Mahan war der erste, der auf ihn zuging. Ein angeschmuddelter Verband bedeckte sein rechtes Auge und er hinkte ein wenig. "Troyan!", stieß er hervor. "Wir dachten schon ...." Überrascht riss er das gesunde Auge auf als ihn sein Bruder an die Brust drückte.

"Wo ist Daria und die Mädchen?", fragte Troyan rauh. Schon scharten sich die Bewohner des Hofes um die beiden, riefen Grüße und klopften ihm auf die Schultern.

"Sie wohnen im Haupthaus, bis deines wieder bewohnbar ist. Kurz nach Keshas Verlobungsfeier ging es hier los." Er verstummte als er Troyans betroffenes Gesicht sah. "Es tut mir leid, Troyan", murmelte er verlegen. "Wir dachten wirklich, du kommst nicht wieder."

Keshas Verlobungsfeier. Ein schmerzhafter Stich ließ den Steinsucher zusammenzucken. Sein Blick glitt über die Männer, Frauen und Kinder seiner Familie. Fast alle waren da. Kimon, Yori, Eikan, Mahans Frau und Kinder, Bisin und Fey. Fast alle Männer trugen irgendwo einen Verband. Doch wo war seine Frau? Seine Kinder? Die Tür des Haupthauses flog auf und Daria stürzte heraus, Samira an der Hand. Hinter ihr humpelte Essad, auf Kesha gestützt. Die anderen machten Platz und Troyan legte glücklich seine Arme um Daria. Gierig sog er den Duft ihres Haares ein und genoss die Wärme ihres weichen Körpers. Dann umarmte und küsste er seine Töchter und Essad. Ihr Erstaunen über sein lockeres Verhalten tat ihm ein wenig weh, doch das Glück alle wohlauf zu sehen entschädigte ihn wieder. Zusammen gingen sie in die Medizinhütte, um der Segovia zu danken. Ein Beutel fehlte an den Ästen des heiligen Baums.

"Nabis ist im Kampf gefallen", sagte Daria leise. "Wir trauern noch immer um ihn."

"Er wird mir fehlen. Ich habe seine wilden Späße geliebt", seufzte Troyan.

"Nächsten Sommer wird ein neuer Beutel hier hängen", sprach Daria weiter und legte eine Hand auf ihren Bauch. "Wir bekommen ein Kind. Vielleicht wird es ja ein Sohn."

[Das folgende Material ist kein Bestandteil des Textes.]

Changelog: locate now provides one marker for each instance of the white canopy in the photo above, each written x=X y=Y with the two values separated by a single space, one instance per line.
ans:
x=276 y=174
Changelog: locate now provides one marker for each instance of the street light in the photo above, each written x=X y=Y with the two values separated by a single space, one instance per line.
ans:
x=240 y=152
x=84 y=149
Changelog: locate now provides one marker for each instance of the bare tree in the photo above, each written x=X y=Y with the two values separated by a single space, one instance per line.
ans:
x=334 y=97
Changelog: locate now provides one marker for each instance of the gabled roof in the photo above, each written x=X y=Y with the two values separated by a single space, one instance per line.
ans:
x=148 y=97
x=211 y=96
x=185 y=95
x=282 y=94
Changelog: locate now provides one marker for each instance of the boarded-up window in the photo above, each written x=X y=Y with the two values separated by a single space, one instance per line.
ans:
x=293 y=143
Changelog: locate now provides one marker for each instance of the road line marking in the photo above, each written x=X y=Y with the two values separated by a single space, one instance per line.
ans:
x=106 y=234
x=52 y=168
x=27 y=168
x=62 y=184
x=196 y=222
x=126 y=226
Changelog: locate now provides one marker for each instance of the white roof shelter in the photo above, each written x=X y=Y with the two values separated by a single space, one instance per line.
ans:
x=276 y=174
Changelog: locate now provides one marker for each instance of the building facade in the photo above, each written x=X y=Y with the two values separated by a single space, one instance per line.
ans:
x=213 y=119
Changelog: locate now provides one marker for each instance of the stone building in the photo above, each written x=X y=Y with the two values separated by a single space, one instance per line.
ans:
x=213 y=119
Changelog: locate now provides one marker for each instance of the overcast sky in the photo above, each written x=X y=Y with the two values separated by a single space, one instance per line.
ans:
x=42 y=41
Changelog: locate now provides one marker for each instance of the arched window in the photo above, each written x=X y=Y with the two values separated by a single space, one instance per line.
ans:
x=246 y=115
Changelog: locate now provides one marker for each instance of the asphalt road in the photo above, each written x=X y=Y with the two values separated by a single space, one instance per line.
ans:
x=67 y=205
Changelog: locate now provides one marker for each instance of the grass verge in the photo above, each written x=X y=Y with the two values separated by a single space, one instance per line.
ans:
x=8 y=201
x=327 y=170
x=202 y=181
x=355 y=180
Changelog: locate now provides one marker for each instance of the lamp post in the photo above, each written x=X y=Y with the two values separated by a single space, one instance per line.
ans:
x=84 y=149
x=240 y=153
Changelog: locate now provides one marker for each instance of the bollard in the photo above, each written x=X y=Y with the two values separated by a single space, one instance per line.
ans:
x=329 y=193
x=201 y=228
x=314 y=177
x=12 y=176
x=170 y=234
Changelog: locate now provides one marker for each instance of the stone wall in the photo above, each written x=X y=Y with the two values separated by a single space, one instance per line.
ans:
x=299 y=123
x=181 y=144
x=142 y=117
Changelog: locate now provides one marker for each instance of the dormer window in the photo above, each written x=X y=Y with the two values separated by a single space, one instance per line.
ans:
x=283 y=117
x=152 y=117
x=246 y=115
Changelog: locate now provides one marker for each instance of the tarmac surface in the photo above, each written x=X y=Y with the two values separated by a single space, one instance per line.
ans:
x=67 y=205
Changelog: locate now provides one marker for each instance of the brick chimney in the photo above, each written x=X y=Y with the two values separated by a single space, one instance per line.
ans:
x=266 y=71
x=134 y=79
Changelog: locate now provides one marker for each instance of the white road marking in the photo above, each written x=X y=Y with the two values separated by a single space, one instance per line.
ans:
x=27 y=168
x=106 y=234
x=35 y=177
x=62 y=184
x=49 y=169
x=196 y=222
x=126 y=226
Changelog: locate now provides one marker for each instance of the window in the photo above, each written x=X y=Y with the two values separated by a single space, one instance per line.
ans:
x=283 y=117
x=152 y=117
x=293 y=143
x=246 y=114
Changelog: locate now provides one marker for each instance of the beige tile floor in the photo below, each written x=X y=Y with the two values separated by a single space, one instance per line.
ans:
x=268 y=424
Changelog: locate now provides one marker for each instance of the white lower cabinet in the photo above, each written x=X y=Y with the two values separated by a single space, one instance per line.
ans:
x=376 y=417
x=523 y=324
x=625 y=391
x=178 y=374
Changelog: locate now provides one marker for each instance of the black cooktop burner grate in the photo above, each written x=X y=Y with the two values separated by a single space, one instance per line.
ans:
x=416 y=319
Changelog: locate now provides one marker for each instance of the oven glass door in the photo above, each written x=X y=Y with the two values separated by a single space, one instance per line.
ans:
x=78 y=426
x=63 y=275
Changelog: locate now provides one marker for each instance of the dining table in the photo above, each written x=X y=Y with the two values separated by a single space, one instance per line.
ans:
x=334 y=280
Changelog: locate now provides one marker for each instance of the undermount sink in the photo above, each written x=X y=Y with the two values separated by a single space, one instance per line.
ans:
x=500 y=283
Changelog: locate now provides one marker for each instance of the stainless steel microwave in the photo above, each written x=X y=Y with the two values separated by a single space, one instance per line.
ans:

"Wie kannst du schwanger sein?", rief Troyan aus. "Ich war doch mehr als einen Monat nicht hier."

"Einmal warst du hier", erinnerte sie ihn. "Da hast du den Larimar geholt. Das genügt doch."

Troyan musterte seine Frau. Noch war ihr Bauch flach, obwohl ein kleines Leben in ihm keimte. "Es wird wieder ein Mädchen, verlass dich darauf", lächelte er. "Steinmagier haben nur Töchter."